The Saudi Ministry of Pilgrimages indicated that the mobile application with which pilgrimages to the holy places of Mecca and Medina are managed will no longer allow women to reserve a view of the prophet’s burial site, published the newspaper Okaz, which usually presents official government information.
With this application, which began to be used with the onset of the pandemic, almost two years ago, you can reserve tickets to the Great Mosque of Mecca and the Prophet’s Mosque, where is his tomb, in Medina, and obtain a code that is scanned to the entrances of these.
In general, according to the interpretation of Islam in Saudi Arabia, one of the most restrictive and conservative in the world, women are prohibited from visiting cemeteries, but until now there was generally indulgence in regard to the prophet’s tomb, although in some periods visits had also been prohibited.

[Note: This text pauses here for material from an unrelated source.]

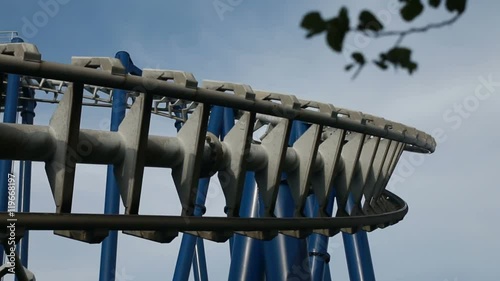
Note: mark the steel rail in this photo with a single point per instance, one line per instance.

According to the Ministry, the visit to the tomb of Muhammad is now restricted to men, while they can ask for a permit to visit “Al Rawda”, the courtyard of the Prophet’s Mosque located between the pulpit and the tomb where he met with his friends.
The grave is in the mosque built by Muhammad after his arrival in Medina, where she spent part of her life and died, and Muslims come to visit her although this ritual is not part of the rituals of “hach” or major pilgrimage (mandatory at least once in their life for those Muslims who can afford it) or of the “umra”, or minor pilgrimage.
In recent years Saudi Arabia, an ultra-conservative country that has imposed multiple prohibitions and limitations on women’s rights for decades, has lifted some of them in recent years, such as driving or playing sports, in an attempt to present itself to the world as a modern country.